Government seeds are planted locally

The following is a worm-eaten chestnut that has been generally ignored over the course of time:

Democracy is a particiption sport.

Then there is this addendum:

You get the government you vote for.

Routinely these bromides are served up as exhortations for citizens to get out and vote. Now they are offered as encouragement to citizens who want to get a handle on how city government spends their tax dollars and, more importantly, on why the various departments conduct their day-to-day affairs the way they do.

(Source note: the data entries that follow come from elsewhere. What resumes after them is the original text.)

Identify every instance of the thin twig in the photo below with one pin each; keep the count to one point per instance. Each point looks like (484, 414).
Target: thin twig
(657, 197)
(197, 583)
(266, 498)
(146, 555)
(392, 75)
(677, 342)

Mayor Jim Donchess has proposed the Nashua City Academy, a 13-week program set to begin March 6, which is looking for applicants. A registration form is available at nashua.gov, the city’s website.

“Do you want to see what goes on inside a firehouse? Do you want to learn more about how the city plows its streets or landfills its garbage?” Donchess asked during his State of the City address last Tuesday. “Do you want to learn more about city budgeting? Sign up for the Nashua City Academy right away.”

Its beginnings are somewhat humble. There are 50 openings available, and will go to the first 50 applicants. Presumably, if a significant number of citizens show interest, more sessions will be scheduled.

Weekly classes are set for Monday nights, from 6:30-8:30, in the City Hall Auditorium. The initial presentation will include the mayor, Board of Alderman president Brian McCarthy and representatives from city boards and volunteer opportunities.

Future Monday evenings will feature the city’s Economic Development Director Tim Cummings, Nashua Police Chief Andrew Lavoie (for two sessions), Fire and Rescue Chief Steven Galipeau, representatives from the Community Development program, representatives from the Department of Public Works and all of its various divisions, the School Department, the Public Library, Emergency Management and Health and Human Services.

The 50 citizens who avail themselves to this opportunity should be commended for their willingness to hear from the folks who work for them in coordinating the services they are subsidizing. Complaining about a city department’s perceived shortcomings is easy and vulnerable to dissolving into personal debate. Knowledge of a department’s operations, and putting a face on its leadership, can only help in avoiding toxic feelings that often linger in a citizen’s kind long after the squabbling.

And, by the way, everyone really should take advantage of their most fundamental right and vote in city elections.

The seeds of what our representatives in Washington do truly are planted in the cities and towns.